Exit mechanism for banks under PCA crucial, says Sanjeev Sanyal
The Reserve Bank of India's PCA framework, which intends to nurse financially weak banks back to health, restricts lending and expansion of lenders.
Principal economic advisor Sanjeev Sanyal Monday said the country cannot have 'Hotel California' approach towards banks under the prompt corrective action (PCA) framework, where the exit mechanism for these lenders is undefined.
The Reserve Bank of India's PCA framework, which intends to nurse financially weak banks back to health, restricts lending and expansion of lenders.
Out of the 21 state-owned banks, 11 are under the PCA framework at present.
"We cannot have a 'Hotel California' approach to PCA banks that you can check out anytime but you cannot leave.

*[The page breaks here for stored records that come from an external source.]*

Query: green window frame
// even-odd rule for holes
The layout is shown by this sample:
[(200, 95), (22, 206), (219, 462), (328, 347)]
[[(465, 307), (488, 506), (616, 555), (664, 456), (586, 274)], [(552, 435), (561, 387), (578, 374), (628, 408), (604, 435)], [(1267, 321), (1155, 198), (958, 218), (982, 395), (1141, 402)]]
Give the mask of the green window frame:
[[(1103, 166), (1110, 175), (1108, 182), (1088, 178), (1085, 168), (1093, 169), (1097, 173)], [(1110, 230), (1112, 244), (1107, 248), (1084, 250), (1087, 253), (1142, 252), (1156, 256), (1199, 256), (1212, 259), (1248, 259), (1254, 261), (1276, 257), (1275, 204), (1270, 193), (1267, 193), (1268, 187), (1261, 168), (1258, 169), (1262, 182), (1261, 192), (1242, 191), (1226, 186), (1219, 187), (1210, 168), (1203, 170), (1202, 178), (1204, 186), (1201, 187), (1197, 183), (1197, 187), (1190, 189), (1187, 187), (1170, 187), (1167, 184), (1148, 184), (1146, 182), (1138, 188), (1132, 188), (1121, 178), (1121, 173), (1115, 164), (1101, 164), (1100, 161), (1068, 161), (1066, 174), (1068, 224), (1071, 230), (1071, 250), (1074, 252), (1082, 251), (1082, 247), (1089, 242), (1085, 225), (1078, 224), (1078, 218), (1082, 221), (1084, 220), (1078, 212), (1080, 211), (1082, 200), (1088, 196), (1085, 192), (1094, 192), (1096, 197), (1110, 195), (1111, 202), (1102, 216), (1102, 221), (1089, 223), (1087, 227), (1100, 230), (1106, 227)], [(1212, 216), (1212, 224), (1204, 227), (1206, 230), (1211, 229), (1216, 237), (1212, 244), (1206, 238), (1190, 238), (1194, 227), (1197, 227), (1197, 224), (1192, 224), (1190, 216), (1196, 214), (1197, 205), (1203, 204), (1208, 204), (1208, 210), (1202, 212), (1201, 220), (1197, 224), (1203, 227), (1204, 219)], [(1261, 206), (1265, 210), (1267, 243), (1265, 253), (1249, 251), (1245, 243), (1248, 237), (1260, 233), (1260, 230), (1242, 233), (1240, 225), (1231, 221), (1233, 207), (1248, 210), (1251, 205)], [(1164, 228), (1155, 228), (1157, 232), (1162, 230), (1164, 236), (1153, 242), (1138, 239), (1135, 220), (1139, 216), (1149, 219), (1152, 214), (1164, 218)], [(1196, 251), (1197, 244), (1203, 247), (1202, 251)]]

We have to have a plan on how these institutions will come out of PCA," Sanyal said referring to the Hotel California song by America's famous band Eagles.
The song talks about a person who reaches mystical Hotel California, from where the person is able to check out but unable to exit.
Speaking at the third annual event of Foreign Exchange Dealers' Association of India (Fedai) here, he said the ultimate aim should be to make sure that credit flow reaches the bottom of the system.
"Because there is no point in having this highly capitalised central bank and highly capitalised banking system, none of which supports the financial requirements lower ring of economy," he added.
The banks currently under the PCA framework are Allahabad Bank, United Bank of India, Corporation Bank, IDBI Bank, UCO Bank, Bank of India, Central Bank of India, Indian Overseas Bank, Oriental Bank of Commerce, Dena Bank and Bank of Maharashtra.